Beides. Gestern hatte ich eine Ausstellungseröffnung mit meiner eigenen Kunst, heute kommt die nächste, die ich als Dozentin geleitet habe – das Kreative nimmt zu! Nach der Pandemie ist das auch wichtig für mich. Aber mit der NGO bin ich auch plötzlich Geschäftsführerin geworden – das ist schon ein Kontrast!

Rückblickend: Was bedeutete der Studiengang für dich?

Positiv war auf jeden Fall die Vielfalt der Studierenden. Wir kamen aus ganz verschiedenen Richtungen. Zwei Jahre waren zu kurz – ein Semester allein war nur der Abschluss. Aber das Atelier war ein großartiger Ort – dort konnte man seine Themen und Ideen entwickeln und jederzeit hingehen.

Hast du noch Kontakt zu ehemaligen Mitstudierenden?

Ja, vereinzelt.
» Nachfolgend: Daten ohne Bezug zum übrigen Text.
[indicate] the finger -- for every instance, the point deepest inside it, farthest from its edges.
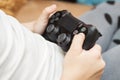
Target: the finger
(96, 51)
(43, 19)
(77, 43)
(47, 11)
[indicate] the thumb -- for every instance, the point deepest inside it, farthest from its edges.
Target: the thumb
(77, 43)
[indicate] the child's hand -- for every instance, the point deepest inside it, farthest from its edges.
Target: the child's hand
(80, 64)
(40, 24)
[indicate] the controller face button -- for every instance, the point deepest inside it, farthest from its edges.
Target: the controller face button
(52, 21)
(83, 29)
(57, 14)
(63, 39)
(56, 19)
(50, 28)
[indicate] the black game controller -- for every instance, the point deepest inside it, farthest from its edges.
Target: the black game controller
(62, 26)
Die meisten haben sich beruflich anders entwickelt, aber es gibt Freundschaften, die bis heute bestehen.

Was würdest du heutigen Studierenden raten?
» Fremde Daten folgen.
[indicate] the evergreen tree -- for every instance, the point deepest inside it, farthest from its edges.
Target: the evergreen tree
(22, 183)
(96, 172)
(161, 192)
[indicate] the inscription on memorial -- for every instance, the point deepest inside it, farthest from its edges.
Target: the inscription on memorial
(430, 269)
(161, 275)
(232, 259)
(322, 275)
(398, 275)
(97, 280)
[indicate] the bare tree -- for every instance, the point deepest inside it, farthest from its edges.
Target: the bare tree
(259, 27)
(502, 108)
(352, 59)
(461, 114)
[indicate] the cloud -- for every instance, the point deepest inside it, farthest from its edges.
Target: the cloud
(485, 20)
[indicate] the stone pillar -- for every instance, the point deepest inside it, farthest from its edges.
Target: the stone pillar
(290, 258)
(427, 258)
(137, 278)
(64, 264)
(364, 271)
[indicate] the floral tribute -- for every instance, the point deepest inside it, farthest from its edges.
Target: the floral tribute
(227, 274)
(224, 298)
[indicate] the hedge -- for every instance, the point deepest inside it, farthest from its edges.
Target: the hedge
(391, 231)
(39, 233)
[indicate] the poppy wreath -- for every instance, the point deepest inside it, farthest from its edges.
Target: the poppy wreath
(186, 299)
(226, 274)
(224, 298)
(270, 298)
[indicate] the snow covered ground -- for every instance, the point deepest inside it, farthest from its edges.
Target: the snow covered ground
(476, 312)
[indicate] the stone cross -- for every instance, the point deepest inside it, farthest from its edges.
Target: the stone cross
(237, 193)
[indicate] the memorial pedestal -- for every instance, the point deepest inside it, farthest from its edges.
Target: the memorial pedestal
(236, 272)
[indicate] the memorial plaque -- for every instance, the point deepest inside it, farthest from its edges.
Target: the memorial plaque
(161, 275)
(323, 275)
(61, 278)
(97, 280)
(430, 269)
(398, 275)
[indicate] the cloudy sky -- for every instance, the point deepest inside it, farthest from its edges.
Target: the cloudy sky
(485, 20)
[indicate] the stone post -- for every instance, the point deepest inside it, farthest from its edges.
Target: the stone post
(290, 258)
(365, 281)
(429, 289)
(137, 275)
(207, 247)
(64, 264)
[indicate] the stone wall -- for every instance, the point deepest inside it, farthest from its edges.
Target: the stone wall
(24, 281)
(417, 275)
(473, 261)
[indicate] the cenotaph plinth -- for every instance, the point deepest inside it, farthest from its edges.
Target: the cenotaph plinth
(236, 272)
Nutzt so viel wie möglich die Ateliers! Seid kreativ, probiert aus, kooperiert mit anderen. Diese Freiheit gibt es später selten wieder. Und: Konkurrenz ist oft nur im Kopf. Man kann sich seine eigene Position schaffen. Man muss nicht alles mitmachen, sondern schauen, was zu einem selbst passt.

Und für den Berufseinstieg?

Netzwerken – auch digital. Viele Leute schreiben mich heute direkt über Instagram oder LinkedIn an, weil sie meine Arbeit gesehen haben. Das ist effektiv. LinkedIn ist vielleicht nicht „künstlerisch“, aber ich bin eben auch eine Unternehmerin als Freischaffende. Wenn du jemanden inspirierend findest – schreib ihn oder sie an. Man kann nichts verlieren, sondern nur dabei gewinnen. In der Assistenz arbeitest man zuerst weniger kreativ; man organisiert und koordiniert. Ob das zu dir passt, musst du selbst herausfinden.

Würdest du rückblickend etwas anders machen?

Nein. Es ist ein Weg mit vielen Freiheiten, aber klar, finanziell auch eine Achterbahn. Du hast zwar die Freiheit deine Projekte selbst zu gestalten, aber wenn du nichts startest, passiert auch nichts. Das ist eine wichtige Erkenntnis. Streckenweise unterrichte ich Kunst und gebe gelegentlich Seminare an Hochschulen – das ist ein Job, der nicht 100 % künstlerisch sondern mehr pädagogisch ist, aber das gehört heute für mich dazu. Ich kann es mir erlauben flexibel zu sein, kann Aufträge auch ablehnen und verfolge die Dinge, die mir wirklich was bedeuten, wie die NGO.

Zum Schluss ein Gruß an die TU?

Ich freue mich darüber, dass der Kontakt zu uns Alumni gehalten wird! Ich finde es auch spannend, wie sich neue Berufsbilder entwickeln – etwa durch Virtual Reality. Das kann eine neue Bühne für das Bühnenbild sein.

Vielen Dank Bogna und viel Erfolg für dein zukünftiges Schaffen!